Locked gates do not speak to bigger issue

City residents are understandably frustrated with the situation involving the city brush and mulch pile and the mounting piles of yard debris lining streets citywide.

As they try to adapt to limited hours to gain access, they expect somebody to be at the gate to let them in during the hours that the city has posted.

On Earth Day — a day in which a citywide cleanup was to begin — many vehicles loaded with tree limbs and leaves, brush and other yard waste were observed trying to get in.

The gate was locked. It turns out the department had a day off in conjunction with the Easter holiday but did not announce this in advance.

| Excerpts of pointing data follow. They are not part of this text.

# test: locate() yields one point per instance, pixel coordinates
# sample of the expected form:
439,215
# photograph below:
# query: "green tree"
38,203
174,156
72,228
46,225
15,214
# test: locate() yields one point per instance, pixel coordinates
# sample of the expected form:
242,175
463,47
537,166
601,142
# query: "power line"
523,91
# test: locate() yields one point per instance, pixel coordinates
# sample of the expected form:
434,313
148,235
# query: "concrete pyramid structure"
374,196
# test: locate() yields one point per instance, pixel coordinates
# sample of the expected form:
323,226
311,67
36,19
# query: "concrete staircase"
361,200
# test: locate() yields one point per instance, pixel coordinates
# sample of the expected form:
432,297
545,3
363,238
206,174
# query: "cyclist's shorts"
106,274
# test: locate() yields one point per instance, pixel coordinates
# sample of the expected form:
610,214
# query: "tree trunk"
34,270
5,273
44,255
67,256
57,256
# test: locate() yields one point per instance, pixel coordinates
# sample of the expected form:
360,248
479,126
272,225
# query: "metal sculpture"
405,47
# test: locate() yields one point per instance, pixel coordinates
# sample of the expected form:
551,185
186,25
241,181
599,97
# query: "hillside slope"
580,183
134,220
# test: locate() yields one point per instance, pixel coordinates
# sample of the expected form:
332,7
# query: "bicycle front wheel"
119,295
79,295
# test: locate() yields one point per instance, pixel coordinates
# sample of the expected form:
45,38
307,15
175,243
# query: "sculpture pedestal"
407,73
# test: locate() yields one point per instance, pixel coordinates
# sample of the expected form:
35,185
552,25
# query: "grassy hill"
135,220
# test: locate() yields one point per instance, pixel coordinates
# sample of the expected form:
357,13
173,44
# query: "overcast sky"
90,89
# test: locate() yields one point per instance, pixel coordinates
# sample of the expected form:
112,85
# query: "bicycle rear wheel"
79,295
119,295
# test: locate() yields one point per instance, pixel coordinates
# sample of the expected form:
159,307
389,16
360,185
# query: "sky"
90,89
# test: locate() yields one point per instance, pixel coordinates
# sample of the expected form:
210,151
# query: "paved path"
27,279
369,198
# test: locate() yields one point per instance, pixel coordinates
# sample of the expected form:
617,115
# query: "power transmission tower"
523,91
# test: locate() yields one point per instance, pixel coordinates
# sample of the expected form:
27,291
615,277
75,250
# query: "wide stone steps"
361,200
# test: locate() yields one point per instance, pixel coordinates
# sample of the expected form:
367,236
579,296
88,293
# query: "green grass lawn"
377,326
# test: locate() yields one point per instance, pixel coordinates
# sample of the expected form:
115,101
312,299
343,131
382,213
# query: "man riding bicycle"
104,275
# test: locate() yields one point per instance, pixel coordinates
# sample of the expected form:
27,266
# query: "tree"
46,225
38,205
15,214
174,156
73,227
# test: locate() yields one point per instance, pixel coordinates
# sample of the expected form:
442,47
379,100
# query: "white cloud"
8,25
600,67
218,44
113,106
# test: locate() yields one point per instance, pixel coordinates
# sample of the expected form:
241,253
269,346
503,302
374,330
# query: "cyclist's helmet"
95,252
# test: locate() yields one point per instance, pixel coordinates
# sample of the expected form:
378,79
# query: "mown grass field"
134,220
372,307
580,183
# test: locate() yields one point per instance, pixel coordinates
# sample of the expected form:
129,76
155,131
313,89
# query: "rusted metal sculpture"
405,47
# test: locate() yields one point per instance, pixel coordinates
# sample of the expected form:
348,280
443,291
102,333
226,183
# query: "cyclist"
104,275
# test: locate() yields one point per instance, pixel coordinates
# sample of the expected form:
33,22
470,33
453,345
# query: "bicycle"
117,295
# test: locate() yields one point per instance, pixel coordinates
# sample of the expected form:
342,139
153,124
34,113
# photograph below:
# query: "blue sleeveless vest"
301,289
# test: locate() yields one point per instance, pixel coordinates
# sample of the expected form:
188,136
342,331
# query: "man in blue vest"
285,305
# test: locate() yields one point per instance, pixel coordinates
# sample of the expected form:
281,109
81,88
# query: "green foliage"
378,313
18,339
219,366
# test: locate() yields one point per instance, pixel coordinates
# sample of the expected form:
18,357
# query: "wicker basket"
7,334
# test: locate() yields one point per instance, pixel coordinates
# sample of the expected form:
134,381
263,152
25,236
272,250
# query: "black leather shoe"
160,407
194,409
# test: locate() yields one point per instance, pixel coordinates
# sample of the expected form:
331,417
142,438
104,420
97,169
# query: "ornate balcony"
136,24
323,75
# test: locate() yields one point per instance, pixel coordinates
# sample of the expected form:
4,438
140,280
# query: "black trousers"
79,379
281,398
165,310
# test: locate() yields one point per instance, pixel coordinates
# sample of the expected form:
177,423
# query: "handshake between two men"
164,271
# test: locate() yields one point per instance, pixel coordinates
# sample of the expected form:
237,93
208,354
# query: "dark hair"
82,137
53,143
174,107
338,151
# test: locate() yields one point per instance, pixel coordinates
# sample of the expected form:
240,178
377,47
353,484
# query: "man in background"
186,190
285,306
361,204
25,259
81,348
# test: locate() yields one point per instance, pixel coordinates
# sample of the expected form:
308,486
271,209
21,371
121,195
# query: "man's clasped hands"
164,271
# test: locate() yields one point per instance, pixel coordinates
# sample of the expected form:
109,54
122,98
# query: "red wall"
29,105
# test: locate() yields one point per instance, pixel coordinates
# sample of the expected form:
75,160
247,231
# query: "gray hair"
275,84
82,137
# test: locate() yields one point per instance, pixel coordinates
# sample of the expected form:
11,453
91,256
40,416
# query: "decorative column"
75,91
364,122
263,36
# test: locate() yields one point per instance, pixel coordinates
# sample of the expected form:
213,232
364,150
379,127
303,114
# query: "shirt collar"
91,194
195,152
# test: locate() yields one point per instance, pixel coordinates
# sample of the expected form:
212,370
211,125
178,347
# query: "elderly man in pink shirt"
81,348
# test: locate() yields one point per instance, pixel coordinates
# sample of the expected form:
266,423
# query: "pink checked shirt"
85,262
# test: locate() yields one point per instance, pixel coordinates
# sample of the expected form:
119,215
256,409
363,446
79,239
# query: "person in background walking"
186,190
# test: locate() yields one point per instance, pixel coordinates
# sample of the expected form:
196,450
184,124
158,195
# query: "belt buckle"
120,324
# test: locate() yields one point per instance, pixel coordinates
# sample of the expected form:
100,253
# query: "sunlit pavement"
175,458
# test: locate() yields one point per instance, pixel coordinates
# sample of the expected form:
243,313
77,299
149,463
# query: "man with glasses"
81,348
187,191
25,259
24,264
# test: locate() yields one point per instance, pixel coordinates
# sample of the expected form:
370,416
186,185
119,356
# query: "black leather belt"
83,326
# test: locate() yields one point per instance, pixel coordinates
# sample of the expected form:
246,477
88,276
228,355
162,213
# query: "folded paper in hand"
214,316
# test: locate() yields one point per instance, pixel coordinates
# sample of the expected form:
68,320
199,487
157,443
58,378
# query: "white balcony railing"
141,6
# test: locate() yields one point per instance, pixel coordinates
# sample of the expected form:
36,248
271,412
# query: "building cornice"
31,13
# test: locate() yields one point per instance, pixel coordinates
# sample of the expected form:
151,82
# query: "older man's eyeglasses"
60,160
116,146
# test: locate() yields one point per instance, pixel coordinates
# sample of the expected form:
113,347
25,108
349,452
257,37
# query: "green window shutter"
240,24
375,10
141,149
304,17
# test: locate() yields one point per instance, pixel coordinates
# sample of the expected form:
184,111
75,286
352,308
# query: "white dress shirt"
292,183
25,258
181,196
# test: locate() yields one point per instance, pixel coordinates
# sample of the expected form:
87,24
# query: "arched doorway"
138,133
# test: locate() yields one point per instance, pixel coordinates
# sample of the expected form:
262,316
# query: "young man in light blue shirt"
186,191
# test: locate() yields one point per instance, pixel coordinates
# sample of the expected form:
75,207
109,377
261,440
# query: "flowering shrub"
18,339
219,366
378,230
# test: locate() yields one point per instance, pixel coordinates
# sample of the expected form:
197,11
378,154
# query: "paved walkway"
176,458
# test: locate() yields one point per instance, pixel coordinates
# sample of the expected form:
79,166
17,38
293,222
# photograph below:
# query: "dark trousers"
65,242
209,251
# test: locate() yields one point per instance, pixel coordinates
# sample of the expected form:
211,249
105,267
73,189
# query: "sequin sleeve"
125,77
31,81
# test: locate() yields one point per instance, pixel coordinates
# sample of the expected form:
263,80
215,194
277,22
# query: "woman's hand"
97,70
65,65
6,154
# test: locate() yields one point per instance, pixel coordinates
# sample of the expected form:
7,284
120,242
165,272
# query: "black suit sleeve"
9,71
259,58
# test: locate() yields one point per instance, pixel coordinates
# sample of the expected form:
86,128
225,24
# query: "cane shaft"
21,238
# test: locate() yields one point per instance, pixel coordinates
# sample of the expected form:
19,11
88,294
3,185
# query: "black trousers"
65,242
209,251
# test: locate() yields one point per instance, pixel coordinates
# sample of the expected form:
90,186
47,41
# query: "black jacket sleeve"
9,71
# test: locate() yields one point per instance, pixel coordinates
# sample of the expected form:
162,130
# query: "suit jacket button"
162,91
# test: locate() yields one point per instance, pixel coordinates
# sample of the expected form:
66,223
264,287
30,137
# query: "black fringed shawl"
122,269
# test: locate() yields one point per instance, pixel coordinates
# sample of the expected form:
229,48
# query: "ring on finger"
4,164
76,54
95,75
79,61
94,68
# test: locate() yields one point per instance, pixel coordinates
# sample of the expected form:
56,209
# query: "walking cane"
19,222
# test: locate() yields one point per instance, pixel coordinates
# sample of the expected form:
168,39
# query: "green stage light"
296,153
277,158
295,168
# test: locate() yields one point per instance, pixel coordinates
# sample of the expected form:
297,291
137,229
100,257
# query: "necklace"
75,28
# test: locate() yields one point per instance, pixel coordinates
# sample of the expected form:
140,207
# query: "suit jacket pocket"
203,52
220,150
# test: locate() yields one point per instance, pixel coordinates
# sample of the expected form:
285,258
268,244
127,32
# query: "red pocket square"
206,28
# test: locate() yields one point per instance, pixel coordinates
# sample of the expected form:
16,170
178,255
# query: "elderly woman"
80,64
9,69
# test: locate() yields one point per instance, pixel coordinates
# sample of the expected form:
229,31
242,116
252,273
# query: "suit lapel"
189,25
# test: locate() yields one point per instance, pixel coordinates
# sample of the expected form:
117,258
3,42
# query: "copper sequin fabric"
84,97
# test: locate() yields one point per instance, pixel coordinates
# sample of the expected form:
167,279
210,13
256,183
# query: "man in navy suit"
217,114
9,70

So, yes, frustration was evident. An early visitor even deposited tree stumps next to the locked gate, something we don’t encourage — we understand the ire this sort of negative behavior prompts in city streets and parks workers, who are understandably busy.

And we expect they will be busier than ever during their sweeps of city streets this spring to pick up and transport piles of brush that seem to be greater in size and number than they were in years past.

Some of that is due to wind storms of late. We suspect much of it, though, is due to the locked-gate policy.

We also can understand that policy, not unlike policies in neighboring communities such as Loyalsock Township and South Williamsport. These policies were the solution to being overwhelmed by loads of yard debris flooding in from not just local residents but residents in area communities without brush piles.

It’s not uncommon to see small passenger trucks with loads of yard debris driving out of one community without a brush pile into another with one, looking for an open site to dump.

The local solution to install gates and provide key cards for a small fee to residents works to an extent. But there’s a bigger problem here that goes beyond the limits of the city, Loyalsock and South Williamsport, and that’s clearly the need for brush piles for people who live in residential areas.

Too bad the county doesn’t have an area or two that it could open up for a county brush and mulch pile, thereby taking pressure off of the local municipalities that do provide this needed service, and helping homeowners to maintain well-groomed properties. We would suggest a site for composting also would provide a tremendous service to the taxpayers.